The general problem of completing images and videos depending on a mask is called inpainting, and numerous methods exists to tackle this problem in ingenuous ways.

However most approaches are relatively costly to run, especially without a graphic card, so I wanted to see what result we could get with simple and fast methods.

You can find the code for the steps below in this repository.

Watermark removal on one frame

To start, we need to find the mask, which correspond to the location of pixels to remove.

Using ffmpeg we can extract the timestamps of the key frames in the video. Getting only the timing is fast, and we can later cap to a maximum the number of frames to actually extract. We could also take random frames, but the key frames are more likely to be diverse (can’t be too close in time), and faster to extract as other frames need to be reconstructed from the closest key.

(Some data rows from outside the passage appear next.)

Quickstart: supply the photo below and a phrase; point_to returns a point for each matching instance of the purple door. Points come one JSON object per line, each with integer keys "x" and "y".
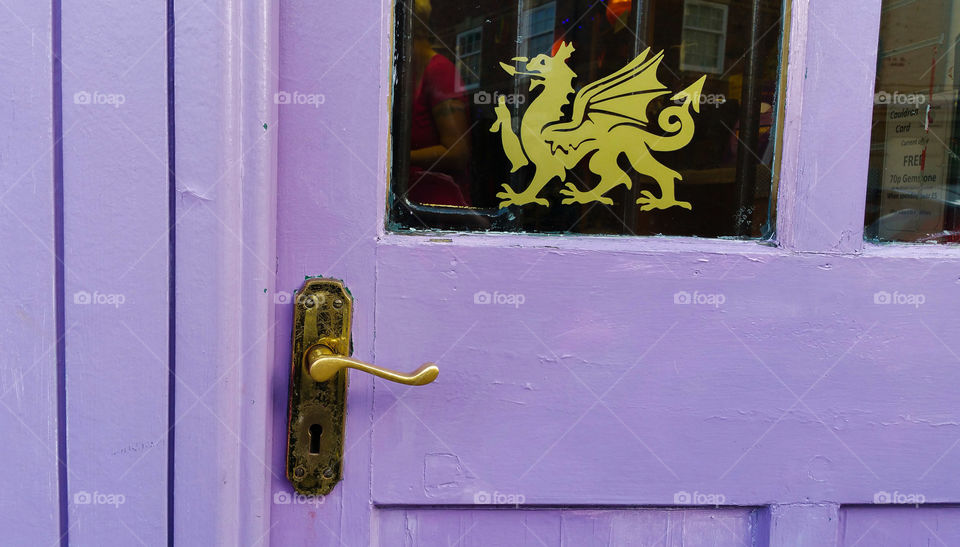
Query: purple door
{"x": 630, "y": 390}
{"x": 169, "y": 174}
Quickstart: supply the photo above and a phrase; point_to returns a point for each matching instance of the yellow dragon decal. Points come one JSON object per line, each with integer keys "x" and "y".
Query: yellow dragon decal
{"x": 609, "y": 118}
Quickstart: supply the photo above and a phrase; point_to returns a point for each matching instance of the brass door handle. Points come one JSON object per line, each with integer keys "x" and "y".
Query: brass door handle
{"x": 323, "y": 364}
{"x": 317, "y": 396}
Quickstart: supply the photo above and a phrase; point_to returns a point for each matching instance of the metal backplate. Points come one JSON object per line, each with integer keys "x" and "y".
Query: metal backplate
{"x": 322, "y": 315}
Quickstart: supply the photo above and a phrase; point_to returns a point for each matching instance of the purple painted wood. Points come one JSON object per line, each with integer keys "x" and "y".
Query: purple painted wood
{"x": 800, "y": 390}
{"x": 797, "y": 387}
{"x": 28, "y": 358}
{"x": 329, "y": 172}
{"x": 116, "y": 256}
{"x": 226, "y": 206}
{"x": 829, "y": 110}
{"x": 804, "y": 524}
{"x": 900, "y": 526}
{"x": 478, "y": 527}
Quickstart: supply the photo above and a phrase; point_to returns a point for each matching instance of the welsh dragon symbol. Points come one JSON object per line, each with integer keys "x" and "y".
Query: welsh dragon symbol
{"x": 609, "y": 118}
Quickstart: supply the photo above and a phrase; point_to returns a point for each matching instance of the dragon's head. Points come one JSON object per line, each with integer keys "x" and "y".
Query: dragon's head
{"x": 542, "y": 66}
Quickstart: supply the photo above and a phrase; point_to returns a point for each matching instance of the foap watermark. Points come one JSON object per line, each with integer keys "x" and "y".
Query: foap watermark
{"x": 706, "y": 99}
{"x": 98, "y": 298}
{"x": 901, "y": 498}
{"x": 898, "y": 298}
{"x": 498, "y": 498}
{"x": 485, "y": 97}
{"x": 698, "y": 498}
{"x": 282, "y": 497}
{"x": 284, "y": 297}
{"x": 98, "y": 498}
{"x": 498, "y": 298}
{"x": 698, "y": 298}
{"x": 298, "y": 98}
{"x": 899, "y": 99}
{"x": 96, "y": 98}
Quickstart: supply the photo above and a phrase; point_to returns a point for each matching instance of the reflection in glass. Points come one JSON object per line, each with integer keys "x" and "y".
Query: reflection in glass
{"x": 467, "y": 69}
{"x": 912, "y": 194}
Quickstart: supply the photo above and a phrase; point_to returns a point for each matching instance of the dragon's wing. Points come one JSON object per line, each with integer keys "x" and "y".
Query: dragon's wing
{"x": 620, "y": 97}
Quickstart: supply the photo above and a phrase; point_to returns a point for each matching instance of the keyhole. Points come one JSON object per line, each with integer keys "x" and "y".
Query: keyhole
{"x": 315, "y": 431}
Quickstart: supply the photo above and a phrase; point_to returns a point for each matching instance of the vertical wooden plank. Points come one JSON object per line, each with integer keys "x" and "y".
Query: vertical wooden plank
{"x": 28, "y": 333}
{"x": 829, "y": 108}
{"x": 331, "y": 173}
{"x": 225, "y": 248}
{"x": 116, "y": 255}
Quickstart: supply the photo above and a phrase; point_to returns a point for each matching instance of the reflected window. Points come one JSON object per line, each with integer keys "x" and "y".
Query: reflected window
{"x": 704, "y": 36}
{"x": 468, "y": 58}
{"x": 576, "y": 116}
{"x": 913, "y": 186}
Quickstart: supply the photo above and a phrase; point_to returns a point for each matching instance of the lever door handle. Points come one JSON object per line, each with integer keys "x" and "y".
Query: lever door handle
{"x": 322, "y": 365}
{"x": 317, "y": 397}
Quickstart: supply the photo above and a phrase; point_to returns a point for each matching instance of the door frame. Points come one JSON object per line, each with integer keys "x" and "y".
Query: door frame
{"x": 226, "y": 73}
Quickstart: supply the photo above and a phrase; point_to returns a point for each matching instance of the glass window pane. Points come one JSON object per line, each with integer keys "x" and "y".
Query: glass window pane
{"x": 913, "y": 185}
{"x": 576, "y": 116}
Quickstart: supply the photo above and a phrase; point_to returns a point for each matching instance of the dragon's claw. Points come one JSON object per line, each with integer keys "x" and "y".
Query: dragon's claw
{"x": 649, "y": 202}
{"x": 510, "y": 197}
{"x": 576, "y": 196}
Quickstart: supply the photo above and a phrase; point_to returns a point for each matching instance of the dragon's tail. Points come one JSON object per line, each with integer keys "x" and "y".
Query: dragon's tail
{"x": 677, "y": 120}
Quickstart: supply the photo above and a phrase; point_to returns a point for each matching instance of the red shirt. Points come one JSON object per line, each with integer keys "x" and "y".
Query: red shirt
{"x": 438, "y": 84}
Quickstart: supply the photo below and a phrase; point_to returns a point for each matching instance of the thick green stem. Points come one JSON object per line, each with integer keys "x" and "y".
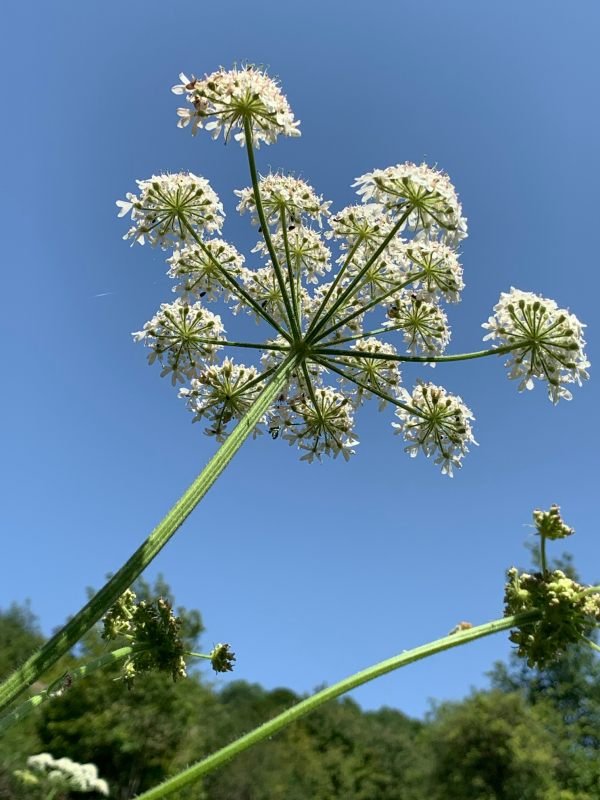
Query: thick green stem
{"x": 64, "y": 684}
{"x": 265, "y": 229}
{"x": 75, "y": 628}
{"x": 330, "y": 693}
{"x": 497, "y": 351}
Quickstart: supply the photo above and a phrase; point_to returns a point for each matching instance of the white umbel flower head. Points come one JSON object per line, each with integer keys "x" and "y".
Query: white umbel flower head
{"x": 283, "y": 193}
{"x": 376, "y": 373}
{"x": 168, "y": 205}
{"x": 365, "y": 225}
{"x": 220, "y": 393}
{"x": 428, "y": 194}
{"x": 177, "y": 336}
{"x": 223, "y": 100}
{"x": 309, "y": 256}
{"x": 198, "y": 269}
{"x": 436, "y": 423}
{"x": 424, "y": 324}
{"x": 548, "y": 341}
{"x": 323, "y": 427}
{"x": 440, "y": 268}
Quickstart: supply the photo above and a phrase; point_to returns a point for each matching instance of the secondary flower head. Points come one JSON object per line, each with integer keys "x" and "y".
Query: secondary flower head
{"x": 426, "y": 194}
{"x": 436, "y": 423}
{"x": 424, "y": 324}
{"x": 182, "y": 337}
{"x": 283, "y": 194}
{"x": 546, "y": 342}
{"x": 200, "y": 269}
{"x": 225, "y": 99}
{"x": 566, "y": 613}
{"x": 168, "y": 206}
{"x": 550, "y": 524}
{"x": 222, "y": 393}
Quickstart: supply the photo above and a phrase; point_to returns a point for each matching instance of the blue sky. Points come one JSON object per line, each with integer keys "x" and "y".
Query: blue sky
{"x": 334, "y": 566}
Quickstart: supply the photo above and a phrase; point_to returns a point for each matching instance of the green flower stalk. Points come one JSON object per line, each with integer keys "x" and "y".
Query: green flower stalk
{"x": 397, "y": 267}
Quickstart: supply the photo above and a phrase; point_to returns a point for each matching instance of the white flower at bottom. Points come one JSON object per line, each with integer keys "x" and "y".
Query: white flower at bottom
{"x": 438, "y": 424}
{"x": 548, "y": 341}
{"x": 220, "y": 393}
{"x": 324, "y": 428}
{"x": 176, "y": 337}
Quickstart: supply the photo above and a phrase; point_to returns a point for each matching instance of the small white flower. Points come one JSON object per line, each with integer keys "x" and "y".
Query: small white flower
{"x": 442, "y": 276}
{"x": 283, "y": 193}
{"x": 424, "y": 324}
{"x": 201, "y": 277}
{"x": 167, "y": 205}
{"x": 375, "y": 372}
{"x": 177, "y": 336}
{"x": 221, "y": 393}
{"x": 548, "y": 342}
{"x": 324, "y": 427}
{"x": 365, "y": 225}
{"x": 438, "y": 424}
{"x": 222, "y": 101}
{"x": 428, "y": 194}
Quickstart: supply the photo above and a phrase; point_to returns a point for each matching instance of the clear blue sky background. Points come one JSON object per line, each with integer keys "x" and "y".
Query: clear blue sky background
{"x": 311, "y": 572}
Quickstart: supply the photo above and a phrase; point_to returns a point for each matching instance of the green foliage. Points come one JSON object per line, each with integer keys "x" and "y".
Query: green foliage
{"x": 534, "y": 736}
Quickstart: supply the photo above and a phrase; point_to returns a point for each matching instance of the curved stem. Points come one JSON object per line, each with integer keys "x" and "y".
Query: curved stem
{"x": 497, "y": 351}
{"x": 74, "y": 629}
{"x": 65, "y": 682}
{"x": 265, "y": 228}
{"x": 330, "y": 693}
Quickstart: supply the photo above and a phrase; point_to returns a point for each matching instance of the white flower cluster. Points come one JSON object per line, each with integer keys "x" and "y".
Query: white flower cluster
{"x": 283, "y": 194}
{"x": 223, "y": 100}
{"x": 547, "y": 342}
{"x": 436, "y": 423}
{"x": 397, "y": 266}
{"x": 62, "y": 773}
{"x": 182, "y": 338}
{"x": 168, "y": 206}
{"x": 424, "y": 194}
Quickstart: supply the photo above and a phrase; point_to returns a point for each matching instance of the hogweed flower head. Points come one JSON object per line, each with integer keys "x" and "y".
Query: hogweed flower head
{"x": 547, "y": 342}
{"x": 437, "y": 423}
{"x": 61, "y": 774}
{"x": 283, "y": 194}
{"x": 182, "y": 338}
{"x": 225, "y": 99}
{"x": 550, "y": 524}
{"x": 168, "y": 205}
{"x": 395, "y": 270}
{"x": 566, "y": 613}
{"x": 154, "y": 629}
{"x": 425, "y": 194}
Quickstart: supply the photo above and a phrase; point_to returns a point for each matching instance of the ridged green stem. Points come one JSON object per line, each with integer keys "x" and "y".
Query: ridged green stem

With ffmpeg, we just need to run:

ffprobe -select_streams v -skip_frame nokey -show_frames -show_entries frame=pkt_pts_time video.mp4

Then for each TIMESTAMP obtained, we can extract the frame:

ffmpeg -ss TIMESTAMP -i video.mp4 -vframes 1 frame.png

And lastly we can aggregate the results of a simple image filter over all frames, to create a mask:

# Compute the gradients per image
dx = np.gradient(images, axis=1).mean(axis=3)
dy = np.gradient(images, axis=2).mean(axis=3)

# Average globally
mean_dx = np.abs(np.mean(dx, axis=0))
mean_dy = np.abs(np.mean(dy, axis=0))

# Filter on both axis at a hand picked threshold
threshold = 10
salient = ((mean_dx > threshold) | (mean_dy > threshold)).astype(float)
salient = normalize(gaussian_filter(salient, sigma=3))
mask = ((salient > 0.2) * 255).astype(np.uint8)

Bonus, if one wants to do it without python, it should be doable using ImageMagick’s convert with the existing Sobel filter and -evaluate-sequence mean *.png mean.png.

We now have a global mask to inpaint, so we can simply use ffmpeg’s removelogo filter to obtain our cleaned-up video:

ffmpeg -i video.mp4 -vf "removelogo=mask.png" cleaned.mp4

This run at around x3 real-time on my aging MacBook Pro (i5-5287U), with a fixed overhead of ~5s for the mask extraction, which is fast! ✨

Clearly the resulting inpainting is not of high quality –we’re not even leveraging temporal information across frames– but is reasonable enough as a baseline to compare against real-time approaches.